Some of the selling points of AirAsia X is that it is a well-known brand in the region, and it operates in one of the fastest growing markets in the world, according to one source.

The selling shareholders are Aero Ventures, Orix Airline and Manara Malaysia I. They currently own 74.0% of the company, but will see their combined stake reduced to 47.2% after the IPO, according to the company’s draft prospectus. Investment holding company Aero Ventures, which is controlled by AirAsia CEO Tony Fernandes and his partners, currently owns 52.2% of AirAsia X, while Orix Airline and Manara hold 10.9% each.
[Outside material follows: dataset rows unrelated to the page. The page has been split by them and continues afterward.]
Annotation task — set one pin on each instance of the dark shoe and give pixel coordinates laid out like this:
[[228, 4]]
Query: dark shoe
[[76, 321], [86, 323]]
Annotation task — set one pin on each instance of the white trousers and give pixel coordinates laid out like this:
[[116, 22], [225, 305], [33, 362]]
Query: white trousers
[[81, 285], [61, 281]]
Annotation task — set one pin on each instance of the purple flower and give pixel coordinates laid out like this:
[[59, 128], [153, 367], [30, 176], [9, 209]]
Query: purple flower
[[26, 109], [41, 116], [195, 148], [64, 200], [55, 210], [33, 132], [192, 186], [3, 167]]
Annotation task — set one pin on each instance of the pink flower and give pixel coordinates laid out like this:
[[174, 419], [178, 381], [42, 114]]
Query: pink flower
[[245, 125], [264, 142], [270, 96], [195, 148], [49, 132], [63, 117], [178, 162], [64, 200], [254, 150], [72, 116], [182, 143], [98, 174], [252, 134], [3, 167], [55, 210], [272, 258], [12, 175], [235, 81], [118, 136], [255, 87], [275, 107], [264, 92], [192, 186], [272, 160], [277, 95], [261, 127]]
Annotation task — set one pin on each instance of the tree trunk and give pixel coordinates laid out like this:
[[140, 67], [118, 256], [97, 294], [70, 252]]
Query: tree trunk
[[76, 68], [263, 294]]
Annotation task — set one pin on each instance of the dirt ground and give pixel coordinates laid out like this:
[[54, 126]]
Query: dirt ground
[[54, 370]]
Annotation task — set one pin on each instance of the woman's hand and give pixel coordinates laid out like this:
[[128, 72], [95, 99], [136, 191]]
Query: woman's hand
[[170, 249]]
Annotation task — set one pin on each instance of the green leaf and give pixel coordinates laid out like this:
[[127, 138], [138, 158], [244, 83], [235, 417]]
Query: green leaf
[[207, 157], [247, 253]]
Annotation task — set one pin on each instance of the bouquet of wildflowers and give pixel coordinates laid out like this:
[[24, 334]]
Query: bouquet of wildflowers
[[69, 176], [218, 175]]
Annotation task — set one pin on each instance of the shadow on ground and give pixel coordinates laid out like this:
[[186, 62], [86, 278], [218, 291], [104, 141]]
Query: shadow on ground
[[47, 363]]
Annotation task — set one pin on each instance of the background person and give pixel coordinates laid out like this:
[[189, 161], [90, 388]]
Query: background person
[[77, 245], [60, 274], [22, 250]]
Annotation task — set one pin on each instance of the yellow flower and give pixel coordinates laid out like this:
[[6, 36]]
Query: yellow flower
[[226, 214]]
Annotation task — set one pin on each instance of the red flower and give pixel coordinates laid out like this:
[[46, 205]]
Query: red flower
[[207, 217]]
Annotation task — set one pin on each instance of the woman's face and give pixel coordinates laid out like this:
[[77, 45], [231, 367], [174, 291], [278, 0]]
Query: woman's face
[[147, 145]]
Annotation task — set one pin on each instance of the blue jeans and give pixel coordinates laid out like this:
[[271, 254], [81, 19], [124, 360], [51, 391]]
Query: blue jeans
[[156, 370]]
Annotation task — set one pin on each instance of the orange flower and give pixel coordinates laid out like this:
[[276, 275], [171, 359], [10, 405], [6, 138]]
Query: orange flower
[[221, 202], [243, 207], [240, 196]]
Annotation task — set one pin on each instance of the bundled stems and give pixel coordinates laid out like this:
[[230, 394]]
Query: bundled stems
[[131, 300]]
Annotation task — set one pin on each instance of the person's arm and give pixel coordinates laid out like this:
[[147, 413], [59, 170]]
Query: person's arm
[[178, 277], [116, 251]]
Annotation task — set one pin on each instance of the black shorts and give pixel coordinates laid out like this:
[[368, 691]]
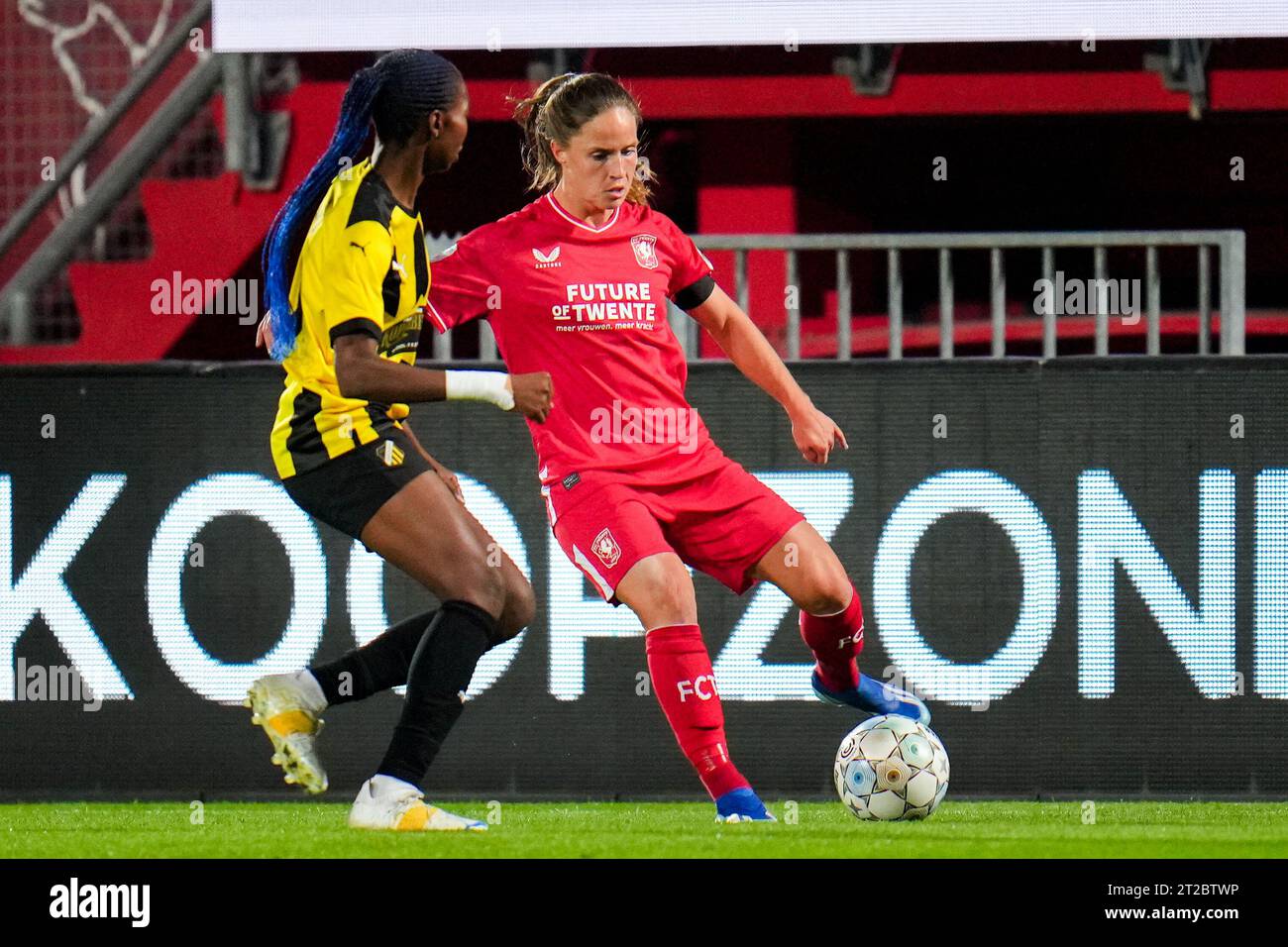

The airline currently serves 14 destinations across Asia, Australia and the Middle East from its hub in Kuala Lumpur. It operates a fleet of nine A330-300s for scheduled services, and has two A340-300s that are currently wet-leased, according to the draft prospectus. Under a wet lease, the airline leases its aircraft together with a complete crew, maintenance and insurance to another airline. The fleet represents the largest LCC wide-body aircraft seat capacity in the Asia-Pacific region, it says.

The airline says it believes it operates in an underpenetrated home market relative to other major Asian airports in terms of long-haul flights, which provides additional growth opportunities for it to serve some of the world’s largest and fastest-growing aviation markets.

Its passenger volume increased at a compound annual growth rate of 76.8% from 2008 to 2012, and its revenue grew to M$2 billion ($632 million) last year from M$230.7 million in 2008.

CIMB, Credit Suisse, and Maybank are joint global coordinators for the IPO, and Barclays, BNP Paribas, Citi, CLSA, HSBC, and Morgan Stanley join them as bookrunners, according to the sources. At the time of the start of investor education last month, some sources involved in the deal said Morgan Stanley had been added to the global coordinator line-up, but the situation was fluid and that did not turn out to be the case in the end, according to one source yesterday.

The AirAsia X public offering follows the popular IPO of Asia Aviation in May last year, which raised $143 million. AirAsia has also expressed an intention to list its associate Indonesian business. The idea behind the separate listings is to enable its various units to accumulate capital and debt so that they can buy their own aircraft in the future, thus easing the financing burden and leverage at the group level.